To co się dzieje w Polsce obecnie, pod rządami Tuska i jego ludzi, budzi moje ogromne wzburzenie. Na każdym niemal kroku daje się odczuć zło rozpanoszone wokół.
Sprawy gospodarcze komentują ekonomiści nie zostawiając suchej nitki na poczynaniach b. min. Rostowskiego (nie wiemy do końca jakie ma imię – to też znamienne) i nie tylko; obecny również nie jest lepszy, jak widać. Ten i inni ministrowie, których wybiera Tusk.
Gospodarka się sypie, a pierwszy wygłasza głośne zachwyty nad rzekomo doskonałą drogą, którą prowadzi Polskę. Siła by pisać!
Głośne ostatnio protesty wobec ideologii gender, to nic innego, jak reakcja Polaków, którzy już, nareszcie pojęli, że zło przekracza granice wytrzymałości!

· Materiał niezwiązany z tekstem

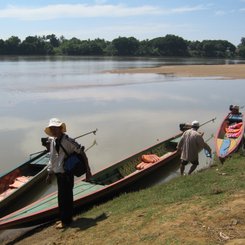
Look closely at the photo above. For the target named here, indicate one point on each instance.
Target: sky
(193, 20)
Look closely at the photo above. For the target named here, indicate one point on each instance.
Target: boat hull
(107, 182)
(18, 181)
(228, 142)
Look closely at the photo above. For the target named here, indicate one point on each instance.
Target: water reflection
(130, 111)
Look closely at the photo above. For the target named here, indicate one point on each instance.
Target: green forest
(169, 45)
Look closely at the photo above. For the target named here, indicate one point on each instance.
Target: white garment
(190, 144)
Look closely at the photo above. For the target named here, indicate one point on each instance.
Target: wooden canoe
(102, 184)
(229, 136)
(19, 180)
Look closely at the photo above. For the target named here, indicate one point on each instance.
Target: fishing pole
(91, 132)
(93, 144)
(44, 140)
(211, 120)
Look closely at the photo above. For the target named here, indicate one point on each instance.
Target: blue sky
(109, 19)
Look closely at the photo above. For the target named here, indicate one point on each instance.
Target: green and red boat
(105, 183)
(230, 134)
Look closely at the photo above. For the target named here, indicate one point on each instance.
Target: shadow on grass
(85, 223)
(80, 223)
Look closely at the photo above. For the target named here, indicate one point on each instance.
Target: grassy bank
(207, 207)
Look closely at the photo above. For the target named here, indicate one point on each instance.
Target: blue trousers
(65, 184)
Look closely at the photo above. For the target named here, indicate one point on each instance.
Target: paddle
(205, 151)
(183, 126)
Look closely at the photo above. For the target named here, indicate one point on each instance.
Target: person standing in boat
(65, 181)
(190, 144)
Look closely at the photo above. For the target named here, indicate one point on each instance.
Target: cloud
(88, 11)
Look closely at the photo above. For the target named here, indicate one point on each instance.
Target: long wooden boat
(19, 180)
(105, 183)
(229, 136)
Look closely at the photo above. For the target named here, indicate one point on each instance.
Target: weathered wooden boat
(230, 135)
(19, 180)
(105, 183)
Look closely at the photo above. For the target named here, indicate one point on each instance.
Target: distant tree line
(170, 45)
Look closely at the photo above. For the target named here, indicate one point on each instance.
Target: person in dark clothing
(65, 181)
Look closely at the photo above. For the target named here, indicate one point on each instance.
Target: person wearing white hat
(190, 144)
(65, 181)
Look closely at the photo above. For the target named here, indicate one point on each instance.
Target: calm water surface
(131, 111)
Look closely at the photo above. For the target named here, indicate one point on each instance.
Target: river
(130, 111)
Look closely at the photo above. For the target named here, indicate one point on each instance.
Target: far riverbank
(231, 71)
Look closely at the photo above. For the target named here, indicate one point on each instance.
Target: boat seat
(19, 181)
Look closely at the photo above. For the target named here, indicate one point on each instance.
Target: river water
(130, 111)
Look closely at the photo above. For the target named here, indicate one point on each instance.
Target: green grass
(163, 214)
(214, 184)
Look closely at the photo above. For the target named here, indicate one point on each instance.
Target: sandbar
(226, 71)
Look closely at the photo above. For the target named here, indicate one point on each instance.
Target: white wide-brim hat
(55, 122)
(195, 124)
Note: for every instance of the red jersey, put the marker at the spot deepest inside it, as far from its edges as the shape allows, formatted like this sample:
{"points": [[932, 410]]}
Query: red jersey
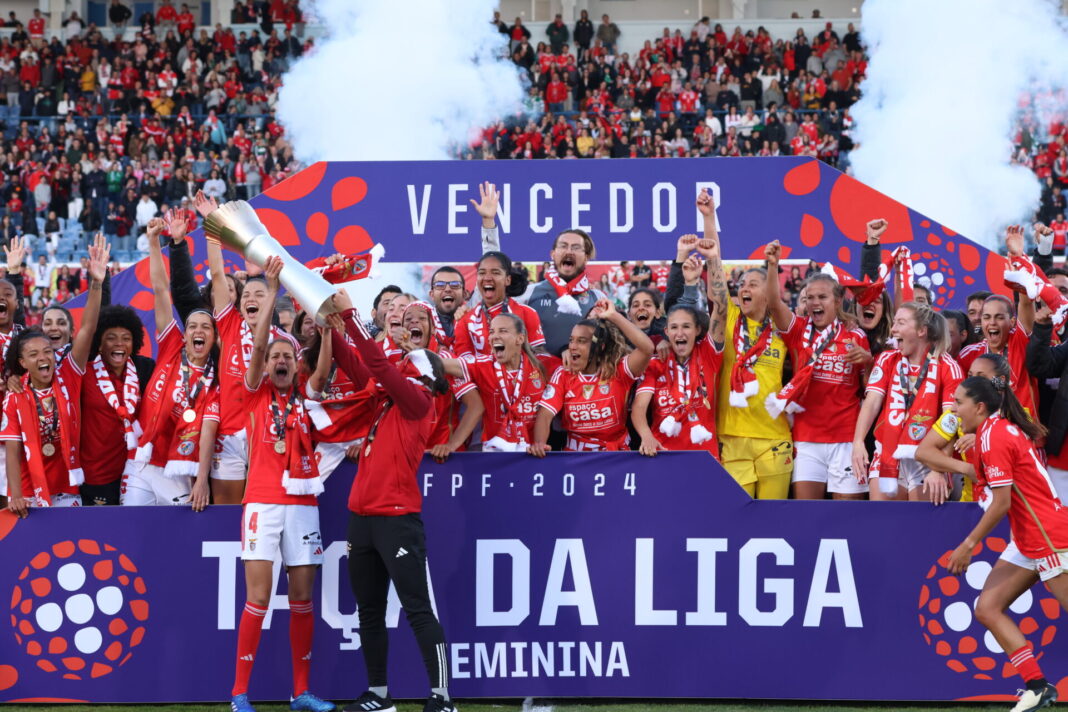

Jeszcze jednak nie wszyscy przejrzeli…?
Wszystko zostało odwrócone o 180 stopni względem naszych, polskich, europejskich, chrześcijańskich wartości! Potracono wszelkie walory, które budowały(!) cenną kulturę Człowieczą na naszym kontynencie, w naszym Kraju. Kulturę, którą Europa się chlubiła, której korzenie zawsze były budowane na DOBRU, PIĘKNU I PRAWDZIE!
Nie jestem w tym odkrywcza, ale chcę dorzucić swoje trzy grosze do ukazywania Bliźnim, tym zagubionym, tego, o co warto się dobijać, o co warto zawalczyć…
W czasach zawłaszczenia Polski przez rzesze komunistyczne i jej uległych, Polacy „przesiąknięci” wieloletnimi tradycjami, nie dawali przyzwolenia na zło, któremu byli w stanie się sprzeciwić. Nie bez znaczenia rolę odegrał tu Kościół katolicki i nie tylko. Nie wszystko się udawało, bo… siła, zwłaszcza fizyczna, była po stronie włodarzy. Niemniej nie raz, nie dwa pokazano komunistycznym decydentom, że nie ma zgody na to czy owo. Mówi się o protestach, które wymuszały na władzy odpuszczenia, odejście od różnych złych poczynań. To oczywiście skrótowo i w uproszczeniu, ale… tak to było.
Ekipa Tuska czyni coś skrajnie odmiennego – niszcząc wartości, które budowały Człowieka, „produkuje” społeczeństwo spolegliwe wobec jego(?) polityki, której nadrzędną wartością jest…mamona! „Dotacje unijne”, „dofinansowania”, „kredyty”, „negocjacje”, „podwyżki”, „spłaty”, „punkty procentowe”, „statystyki” itp., itd….. Te słowa odmieniane są przez wszystkie przypadki na potrzeby prób przekonywania Polaków do polityki Tuska(?). To dla polityki niby gospodarki, bo…trudno nawet nazwać prawdziwym gospodarowaniem majątkiem Polski to, co wyczyniają dzisiejsi rządzący.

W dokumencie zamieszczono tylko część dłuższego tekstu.